In some previous incarnation, Nemo was a truly complicated character (this according to the film’s press notes), anti-British Empire and working, by piracy, to restore his own land, India, to independence. To this end, he has created the famous submarine Nautilus, and assembled a stash of weapons and a loyal crew of be-turbaned men. The contraptions and troops are visible on screen, but the backstory is mentioned only in passing, as Nemo (an ostensible worshipper of Kali, the goddess of death, as noted, presumably ironically, by the undead Mina) is offered amnesty for his crimes. And with that, he appears fully willing to throw down with whoever to save Britain.

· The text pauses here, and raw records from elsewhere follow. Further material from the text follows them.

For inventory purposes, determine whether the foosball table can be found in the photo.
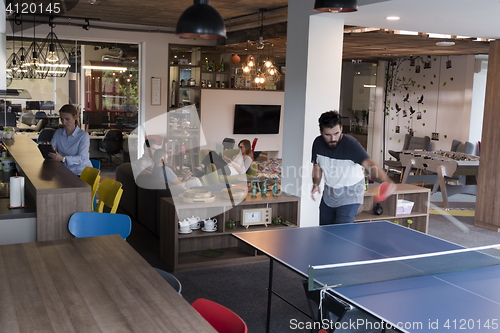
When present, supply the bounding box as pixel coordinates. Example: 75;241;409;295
400;150;479;209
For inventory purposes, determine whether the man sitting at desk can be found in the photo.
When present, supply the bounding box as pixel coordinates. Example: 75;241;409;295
49;104;92;175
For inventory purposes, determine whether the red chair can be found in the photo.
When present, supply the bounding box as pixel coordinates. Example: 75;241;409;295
192;298;248;333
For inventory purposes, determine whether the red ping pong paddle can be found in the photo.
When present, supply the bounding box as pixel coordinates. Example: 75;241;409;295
373;182;392;202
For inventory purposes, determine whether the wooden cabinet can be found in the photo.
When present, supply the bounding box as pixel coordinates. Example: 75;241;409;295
354;184;430;233
160;193;300;272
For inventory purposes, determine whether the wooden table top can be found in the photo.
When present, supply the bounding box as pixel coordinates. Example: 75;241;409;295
0;235;216;333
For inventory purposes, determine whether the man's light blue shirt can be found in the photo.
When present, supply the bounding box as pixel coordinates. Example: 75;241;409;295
50;127;92;175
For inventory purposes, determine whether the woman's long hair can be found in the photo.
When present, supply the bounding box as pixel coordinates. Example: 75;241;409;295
238;139;253;161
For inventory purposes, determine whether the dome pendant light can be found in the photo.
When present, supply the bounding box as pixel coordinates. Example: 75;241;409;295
175;0;226;39
314;0;358;13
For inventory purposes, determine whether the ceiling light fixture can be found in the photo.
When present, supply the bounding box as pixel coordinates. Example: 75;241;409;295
436;40;455;46
42;17;71;77
7;21;24;80
314;0;358;13
175;0;226;39
25;15;47;79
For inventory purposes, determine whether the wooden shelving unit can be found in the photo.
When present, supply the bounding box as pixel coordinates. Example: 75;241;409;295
354;184;430;233
160;193;300;272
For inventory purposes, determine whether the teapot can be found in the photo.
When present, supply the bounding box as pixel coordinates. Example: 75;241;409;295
186;215;201;224
186;215;201;230
272;216;283;225
179;219;191;233
179;219;191;228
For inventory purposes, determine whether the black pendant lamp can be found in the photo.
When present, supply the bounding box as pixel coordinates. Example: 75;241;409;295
314;0;358;13
175;0;226;39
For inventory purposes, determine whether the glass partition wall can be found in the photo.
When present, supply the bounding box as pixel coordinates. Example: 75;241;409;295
7;38;140;132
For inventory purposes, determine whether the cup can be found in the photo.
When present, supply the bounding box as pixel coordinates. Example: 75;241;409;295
191;222;201;230
2;157;14;172
203;219;217;231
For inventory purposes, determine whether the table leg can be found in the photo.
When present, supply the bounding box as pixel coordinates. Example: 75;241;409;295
266;258;274;333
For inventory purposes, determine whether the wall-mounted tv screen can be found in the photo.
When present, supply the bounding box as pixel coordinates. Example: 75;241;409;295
233;104;281;134
26;101;54;110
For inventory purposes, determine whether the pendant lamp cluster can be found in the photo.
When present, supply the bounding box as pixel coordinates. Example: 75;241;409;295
175;0;226;39
7;16;70;80
314;0;358;13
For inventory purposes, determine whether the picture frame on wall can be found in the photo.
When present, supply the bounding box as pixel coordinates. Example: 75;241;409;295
151;77;161;105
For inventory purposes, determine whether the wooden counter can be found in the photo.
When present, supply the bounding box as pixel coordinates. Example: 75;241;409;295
0;235;217;333
3;135;90;241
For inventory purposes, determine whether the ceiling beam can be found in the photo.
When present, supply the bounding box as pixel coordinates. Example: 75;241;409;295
219;22;287;45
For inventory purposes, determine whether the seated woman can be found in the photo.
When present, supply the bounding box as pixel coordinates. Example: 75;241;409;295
49;104;92;176
151;149;202;189
194;140;253;177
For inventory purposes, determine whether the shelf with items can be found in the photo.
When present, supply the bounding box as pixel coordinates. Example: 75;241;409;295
160;193;300;271
168;44;201;109
354;184;430;233
84;62;139;129
201;47;285;91
165;108;200;173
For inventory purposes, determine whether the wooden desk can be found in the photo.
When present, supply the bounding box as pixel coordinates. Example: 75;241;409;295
4;135;91;241
400;151;479;209
0;235;216;333
159;192;300;272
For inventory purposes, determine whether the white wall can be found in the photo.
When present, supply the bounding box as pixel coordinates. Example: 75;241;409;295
386;56;475;154
201;89;286;157
468;55;488;153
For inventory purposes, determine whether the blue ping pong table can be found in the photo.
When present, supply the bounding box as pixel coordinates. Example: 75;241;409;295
234;221;500;332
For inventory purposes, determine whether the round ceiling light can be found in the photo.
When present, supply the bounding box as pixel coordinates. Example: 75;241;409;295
175;0;226;39
314;0;358;13
436;40;455;46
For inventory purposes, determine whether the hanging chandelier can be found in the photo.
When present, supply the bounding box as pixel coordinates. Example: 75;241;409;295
41;19;71;77
16;19;28;79
241;41;257;76
6;21;24;80
25;15;47;79
261;44;281;83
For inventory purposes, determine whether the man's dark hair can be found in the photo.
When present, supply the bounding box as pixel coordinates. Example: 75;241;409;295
318;111;342;131
144;139;158;148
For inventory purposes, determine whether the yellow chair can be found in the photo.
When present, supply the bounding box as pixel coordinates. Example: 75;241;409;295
97;178;123;213
80;167;101;211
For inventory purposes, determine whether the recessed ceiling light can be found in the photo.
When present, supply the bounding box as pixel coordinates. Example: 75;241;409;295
436;40;455;46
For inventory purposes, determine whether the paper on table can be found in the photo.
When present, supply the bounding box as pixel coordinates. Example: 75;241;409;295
10;176;24;208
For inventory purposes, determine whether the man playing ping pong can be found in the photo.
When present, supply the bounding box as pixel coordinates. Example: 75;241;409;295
311;111;396;225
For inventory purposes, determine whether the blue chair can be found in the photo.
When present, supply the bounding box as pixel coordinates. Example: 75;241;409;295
155;267;182;294
90;159;101;170
68;212;132;239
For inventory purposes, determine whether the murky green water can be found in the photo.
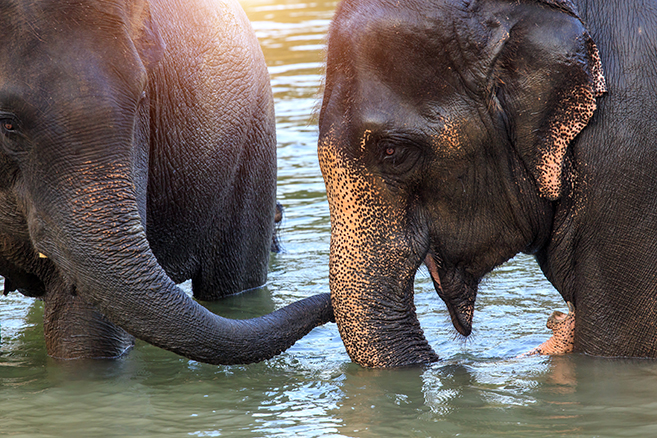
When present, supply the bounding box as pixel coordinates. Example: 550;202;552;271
0;0;657;437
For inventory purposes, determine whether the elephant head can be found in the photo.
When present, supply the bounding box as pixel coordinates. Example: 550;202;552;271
0;0;332;363
318;0;605;367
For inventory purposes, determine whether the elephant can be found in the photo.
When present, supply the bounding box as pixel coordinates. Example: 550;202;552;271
0;0;333;364
318;0;657;367
518;302;575;357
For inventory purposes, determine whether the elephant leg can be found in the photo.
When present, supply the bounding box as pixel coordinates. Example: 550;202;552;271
43;280;135;359
521;302;575;357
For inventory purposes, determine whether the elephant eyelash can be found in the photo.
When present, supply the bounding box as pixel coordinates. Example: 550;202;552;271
0;116;20;136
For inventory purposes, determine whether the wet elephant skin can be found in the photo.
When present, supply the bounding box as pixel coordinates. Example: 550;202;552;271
318;0;657;367
0;0;332;363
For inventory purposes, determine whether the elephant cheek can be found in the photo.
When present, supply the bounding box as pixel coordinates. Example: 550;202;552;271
319;137;438;367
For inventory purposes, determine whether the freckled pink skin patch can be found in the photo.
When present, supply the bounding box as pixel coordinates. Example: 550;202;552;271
519;302;575;357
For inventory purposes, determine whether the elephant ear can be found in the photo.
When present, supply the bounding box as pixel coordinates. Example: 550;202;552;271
127;0;165;71
493;0;606;201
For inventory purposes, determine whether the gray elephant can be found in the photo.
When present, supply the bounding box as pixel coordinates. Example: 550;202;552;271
0;0;332;364
319;0;657;367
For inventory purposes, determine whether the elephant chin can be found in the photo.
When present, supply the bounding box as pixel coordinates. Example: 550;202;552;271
424;253;477;336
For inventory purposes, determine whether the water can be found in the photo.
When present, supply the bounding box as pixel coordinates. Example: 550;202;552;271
0;0;657;437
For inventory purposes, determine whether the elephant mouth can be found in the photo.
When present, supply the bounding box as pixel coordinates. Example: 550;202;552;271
424;252;477;336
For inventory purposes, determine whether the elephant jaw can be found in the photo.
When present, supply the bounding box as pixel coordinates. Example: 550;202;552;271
331;272;439;368
424;252;477;336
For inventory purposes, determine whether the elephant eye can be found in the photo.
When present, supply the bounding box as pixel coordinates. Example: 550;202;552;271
0;117;18;135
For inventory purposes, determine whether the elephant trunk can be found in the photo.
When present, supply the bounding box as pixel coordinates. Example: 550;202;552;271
319;135;438;367
32;160;333;364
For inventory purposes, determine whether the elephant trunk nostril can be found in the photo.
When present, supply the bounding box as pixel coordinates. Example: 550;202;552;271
424;252;476;336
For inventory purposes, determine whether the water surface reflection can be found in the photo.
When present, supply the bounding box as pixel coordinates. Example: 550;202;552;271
0;0;657;437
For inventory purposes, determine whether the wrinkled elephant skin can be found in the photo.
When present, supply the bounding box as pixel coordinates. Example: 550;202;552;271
520;303;575;357
0;0;332;363
318;0;657;367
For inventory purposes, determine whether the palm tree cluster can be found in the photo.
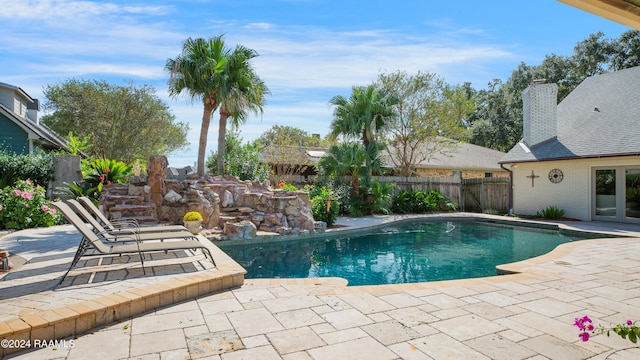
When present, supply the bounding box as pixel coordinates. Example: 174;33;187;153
165;35;269;176
318;85;397;212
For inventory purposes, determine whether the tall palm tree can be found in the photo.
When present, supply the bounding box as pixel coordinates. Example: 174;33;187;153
165;35;230;176
216;45;269;174
329;84;398;148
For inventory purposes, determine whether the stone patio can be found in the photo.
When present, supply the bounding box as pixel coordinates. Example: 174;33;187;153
0;217;640;360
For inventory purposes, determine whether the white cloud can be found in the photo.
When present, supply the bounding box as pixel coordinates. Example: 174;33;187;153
0;0;170;21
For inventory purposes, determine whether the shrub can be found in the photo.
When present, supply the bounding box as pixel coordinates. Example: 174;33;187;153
0;150;53;188
83;159;133;184
206;130;269;182
305;185;340;226
536;206;564;220
0;180;61;230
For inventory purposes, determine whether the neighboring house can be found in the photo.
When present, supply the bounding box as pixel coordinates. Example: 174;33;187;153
500;67;640;223
0;82;69;154
260;143;509;179
408;142;509;179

So he’s presented as a great guy, but his politics are completely betrayed by roping him into a plot to reinforce the Empire. Not cool. The movie gives lip service to the idea that a war among the colonial powers will cause suffering to everyone else as well, but I agree with Fuchs that the dominant feeling is more “imperial self-preservation project” than protecting the colonized from the fallout of world war.

(Speaking of stereotypes, I also had big problems with the portrayal of Alan Quatermain’s relationship with Africa. There’s a big “What These People Need is A Honky” problem here, where Africa seems to only exist in order to be loved by a white man who wants to live there and hang out in a bar where all the patrons are old white men and all the employees are black Africans.)

With all of these contradictions, I can’t give League more than 1 star. Mina kicks ass, and I’d have Captain Nemo on my team any day. However, she gets sold out and he’s co-opted into reinforcing colonialism, while Africa and India are afterthoughts in the impending global conflict. So if you haven’t yet seen it, I think it’s safe to leave it off your list.